Inflation and a falling dollar continue to harm US workers while benefiting US multinational corporations
News Desk - The Cradle

Asked by journalists on Tuesday whether he was concerned about the dollar's recent slide, he told reporters, “I think the value of the dollar – look at the business we're doing. The dollar's doing great.”
The dollar dropped by 1.3 percent against a basket of currencies after the president's comments. The greenback has now declined 10 percent over the past year.
The weak dollar has harmed the purchasing power of consumers, making US workers poorer.
But Trump touted the dollar's decline because it makes US-made products cheaper for foreign buyers, allowing US multinational companies to sell more of their products internationally.
“A weaker dollar is a two-sided coin,” Steve Sosnick, a market strategist at Interactive Brokers, told The Guardian.
“If you have operations around the world and foreign currency revenue that will have a conversion advantage when you turn it into US dollars, that will be good.

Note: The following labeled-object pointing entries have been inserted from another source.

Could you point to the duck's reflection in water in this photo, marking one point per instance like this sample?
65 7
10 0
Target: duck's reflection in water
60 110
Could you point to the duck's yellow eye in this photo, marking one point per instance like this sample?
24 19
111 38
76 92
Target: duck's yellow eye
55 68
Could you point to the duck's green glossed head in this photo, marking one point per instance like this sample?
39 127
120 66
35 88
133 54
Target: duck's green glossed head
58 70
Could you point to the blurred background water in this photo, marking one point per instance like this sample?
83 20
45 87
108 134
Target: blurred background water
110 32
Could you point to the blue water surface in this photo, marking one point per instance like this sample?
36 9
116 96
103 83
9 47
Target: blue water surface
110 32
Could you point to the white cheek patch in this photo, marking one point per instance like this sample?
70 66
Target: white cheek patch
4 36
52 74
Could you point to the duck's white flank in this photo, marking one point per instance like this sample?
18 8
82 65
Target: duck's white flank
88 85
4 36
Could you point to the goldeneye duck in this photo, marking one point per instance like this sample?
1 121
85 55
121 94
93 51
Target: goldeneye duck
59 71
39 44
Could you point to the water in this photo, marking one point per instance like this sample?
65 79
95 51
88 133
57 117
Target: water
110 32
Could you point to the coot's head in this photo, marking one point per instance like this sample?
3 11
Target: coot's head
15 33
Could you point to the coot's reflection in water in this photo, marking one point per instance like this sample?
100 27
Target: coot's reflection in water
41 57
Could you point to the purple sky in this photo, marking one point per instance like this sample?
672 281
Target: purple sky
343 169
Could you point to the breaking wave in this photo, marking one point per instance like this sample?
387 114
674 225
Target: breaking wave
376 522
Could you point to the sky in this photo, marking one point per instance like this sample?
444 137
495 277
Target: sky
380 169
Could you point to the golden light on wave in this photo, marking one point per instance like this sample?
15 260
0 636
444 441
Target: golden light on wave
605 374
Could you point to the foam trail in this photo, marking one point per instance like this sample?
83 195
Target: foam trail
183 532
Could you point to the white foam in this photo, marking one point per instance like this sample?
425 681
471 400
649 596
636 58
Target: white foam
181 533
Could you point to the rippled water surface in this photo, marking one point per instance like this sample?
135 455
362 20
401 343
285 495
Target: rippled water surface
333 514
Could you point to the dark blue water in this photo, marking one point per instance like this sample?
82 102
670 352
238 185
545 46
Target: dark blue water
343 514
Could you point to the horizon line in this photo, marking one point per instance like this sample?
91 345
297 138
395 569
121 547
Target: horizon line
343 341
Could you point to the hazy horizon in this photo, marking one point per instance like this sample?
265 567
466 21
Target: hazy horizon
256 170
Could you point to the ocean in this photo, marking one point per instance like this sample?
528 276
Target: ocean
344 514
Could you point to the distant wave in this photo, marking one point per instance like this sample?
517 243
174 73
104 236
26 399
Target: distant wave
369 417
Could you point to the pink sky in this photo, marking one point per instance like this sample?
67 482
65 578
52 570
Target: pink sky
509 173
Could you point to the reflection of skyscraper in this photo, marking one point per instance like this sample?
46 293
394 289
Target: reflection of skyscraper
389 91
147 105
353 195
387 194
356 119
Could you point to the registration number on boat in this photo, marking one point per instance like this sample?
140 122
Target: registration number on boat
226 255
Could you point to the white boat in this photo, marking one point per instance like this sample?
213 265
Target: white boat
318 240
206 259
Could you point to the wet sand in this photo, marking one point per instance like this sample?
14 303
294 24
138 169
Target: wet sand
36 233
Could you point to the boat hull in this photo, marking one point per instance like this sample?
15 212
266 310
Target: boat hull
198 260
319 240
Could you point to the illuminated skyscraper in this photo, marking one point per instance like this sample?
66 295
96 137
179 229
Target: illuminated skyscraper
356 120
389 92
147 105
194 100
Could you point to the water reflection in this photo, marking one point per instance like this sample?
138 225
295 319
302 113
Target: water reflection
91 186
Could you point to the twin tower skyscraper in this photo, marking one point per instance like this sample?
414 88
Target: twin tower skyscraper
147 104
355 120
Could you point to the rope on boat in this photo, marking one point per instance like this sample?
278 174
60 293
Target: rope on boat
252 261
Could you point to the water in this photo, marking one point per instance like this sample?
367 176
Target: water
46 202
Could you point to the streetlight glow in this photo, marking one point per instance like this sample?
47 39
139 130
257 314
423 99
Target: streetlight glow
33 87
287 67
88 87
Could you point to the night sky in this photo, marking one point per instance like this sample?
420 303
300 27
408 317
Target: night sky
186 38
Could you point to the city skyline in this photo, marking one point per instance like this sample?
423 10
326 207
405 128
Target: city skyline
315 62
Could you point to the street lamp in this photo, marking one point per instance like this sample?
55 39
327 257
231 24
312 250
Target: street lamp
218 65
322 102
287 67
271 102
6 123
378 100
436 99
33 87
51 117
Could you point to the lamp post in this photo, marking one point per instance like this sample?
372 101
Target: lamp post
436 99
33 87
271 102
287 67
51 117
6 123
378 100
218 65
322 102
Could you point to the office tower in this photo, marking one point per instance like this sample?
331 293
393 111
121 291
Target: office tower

On the other, it makes imported goods more expensive and there might be some inflationary impact from that.”
Other global currencies and gold have reached multi-year highs as investors flee the greenback in search of havens.
The Swiss franc has climbed three percent against the dollar so far this year, after rising 14 percent in 2025.
The euro has also surged to $1.20 against the dollar, a new high, after rising 13 percent last year.
The price of gold reached new highs this week, reaching $5,200. Its price has jumped by almost 90 percent since Trump returned to the White House last year.
While Trump boasts of his economic successes, confidence in the US economy fell to its lowest level in more than a decade amid rising inflation as “consumers fretted about geopolitical tensions, affordability and President Donald Trump's unrelenting trade war,” CNN wrote on Wednesday.
The Conference Board's Consumer Confidence Index for January declined 9.7 points to a reading of 84.5 – the lowest level since 2014.
“References to prices and inflation, oil and gas prices, and food and grocery prices remained elevated,” stated Dana Peterson, chief economist at The Conference Board.
“Americans are frustrated with rising prices for groceries and electricity, and they are fearful of the hiring recession that's underway right now,” wrote Heather Long, Navy Federal Credit Union's chief economist.
“The K-shaped economy is great for the top 20 percent, but many middle-class and moderate-income Americans are barely keeping up,” she added in a commentary published on Tuesday.
The fall in the dollar comes as governments of two of the world's largest economies, India and China, have drastically reduced their investments in US Treasuries in recent months.
India's holdings of long-term US sovereign debt have dropped to $174 billion, down 26 percent from a 2023 peak, according to recently released US government data.
China has also reduced its holdings of US Treasuries in recent months, with holdings falling $11.8 billion in October to $688.7 billion, the lowest level since 2008.